Goal : Retrieve the last 10 attachments sent to a given person
Database Structure :
CREATE TABLE message (
id SERIAL PRIMARY KEY NOT NULL ,
body_raw TEXT
);
CREATE TABLE attachments (
id SERIAL PRIMARY KEY NOT NULL ,
body_raw TEXT
);
CREATE TABLE message_2_attachments (
message_id INT NOT NULL REFERENCES message(id) ,
attachment_id INT NOT NULL REFERENCES attachments(id)
);
CREATE TABLE mailings (
id SERIAL PRIMARY KEY NOT NULL ,
event_timestamp TIMESTAMP not null ,
recipient_id INT NOT NULL ,
message_id INT NOT NULL REFERENCES message(id)
);
sidenote: the reason why a mailing is abstracted from the message is that a mailing often has more than one recipient /and/ a single message can go out to multiple recipients
This query takes about 5 minutes on a relatively small dataset (query planner time is the comment above each item ) :
-- 159374.75
EXPLAIN ANALYZE SELECT attachments.*
FROM attachments
JOIN message_2_attachments ON attachments.id = message_2_attachments.attachment_id
JOIN message ON message_2_attachments.message_id = message.id
JOIN mailings ON mailings.message_id = message.id
WHERE mailings.recipient_id = 1
ORDER BY mailings.event_timestamp desc limit 10 ;
Splitting it up into 2 queries only takes 1/8 the time :
-- 19123.22
EXPLAIN ANALYZE SELECT message_2_attachments.attachment_id
FROM mailings
JOIN message ON mailings.message_id = message.id
JOIN message_2_attachments ON message.id = message_2_attachments.message_id
JOIN attachments ON message_2_attachments.attachment_id = attachments.id
WHERE mailings.recipient_id = 1
ORDER BY mailings.event_timestamp desc limit 10 ;
-- 1.089
EXPLAIN ANALYZE SELECT * FROM attachments WHERE id IN ( results of above query )
I've tried re-writing the queries a handful of times -- different join orders, different types of joins, etc. I can't seem to make this anywhere nearly as efficient in a single query as it can be in two.
UPDATED Github has better formatting, so the full output of explain is here - https://gist.github.com/jvanasco/bc1dd38ca06e52c9a090
Plugged in the output of your explain here : http://explain.depesz.com/s/hqPT
As you can see, the :
Hash Join (cost=96588.85..158413.71 rows=44473 width=3201) (actual time=22590.630..30761.213 rows=44292 loops=1)
Hash Cond: (message_2_attachment.attachment_id = attachment.id)
is taking a good amount of time.
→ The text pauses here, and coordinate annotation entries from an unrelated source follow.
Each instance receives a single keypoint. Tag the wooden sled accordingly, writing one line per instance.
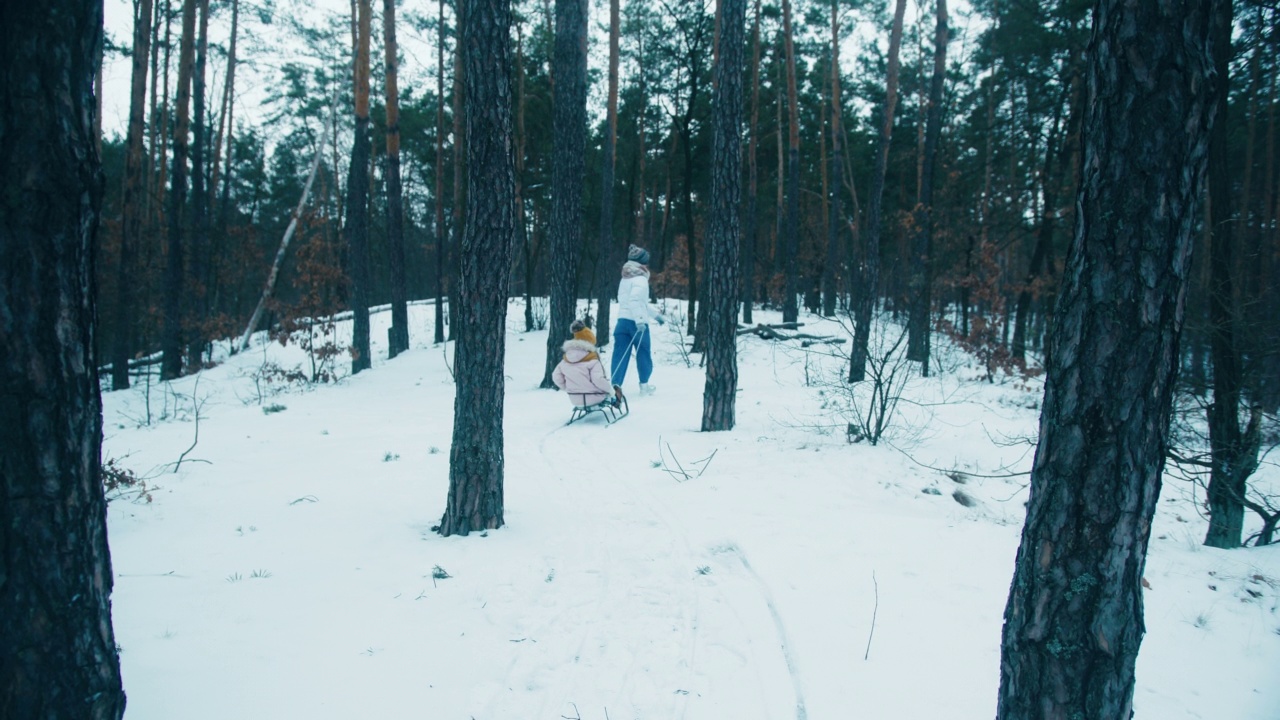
(612, 409)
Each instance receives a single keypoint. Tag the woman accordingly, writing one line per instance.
(631, 332)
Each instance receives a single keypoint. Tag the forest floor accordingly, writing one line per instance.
(287, 566)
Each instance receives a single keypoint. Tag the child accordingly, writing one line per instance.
(581, 373)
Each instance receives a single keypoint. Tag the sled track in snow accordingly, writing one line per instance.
(607, 629)
(767, 596)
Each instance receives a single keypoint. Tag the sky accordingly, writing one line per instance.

I'd try to add indexes to the foreign keys as well with :
CREATE INDEX idx_message_2_attachments_attachment_id ON "message_2_attachments" USING btree (attachment_id);
CREATE INDEX idx_message_2_attachments_message_id ON "message_2_attachments" USING btree (message_id);`
CREATE INDEX idx_mailings_message_id ON "mailings" USING btree (message_id);
The junction table is missing a primary key. Also it is advisable to add a reversed index on this PK:
CREATE TABLE message_2_attachments (
message_id INT NOT NULL REFERENCES message(id) ,
attachment_id INT NOT NULL REFERENCES attachments(id)
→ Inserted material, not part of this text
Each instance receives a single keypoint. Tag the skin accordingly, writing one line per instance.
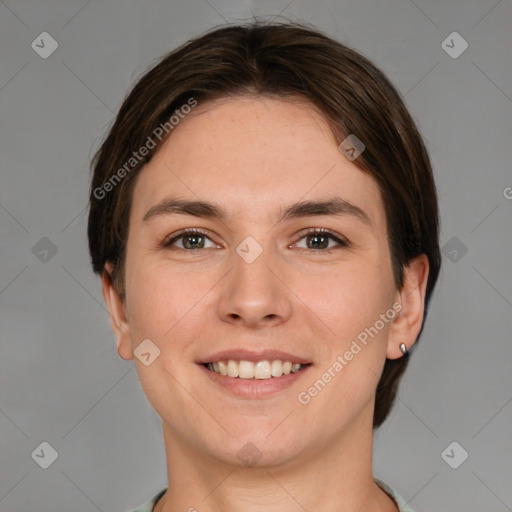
(253, 156)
, PRIMARY KEY (message_id,attachment_id) -- <<== here
);
CREATE UNIQUE INDEX ON message_2_attachments(attachment_id,message_id); -- <<== here
For the mailings table, the situation is not so clear. It looks like some combination of {event_timestamp, recipient_id, message_id} could function as a candidate key. The id field merely functions as a surrogate.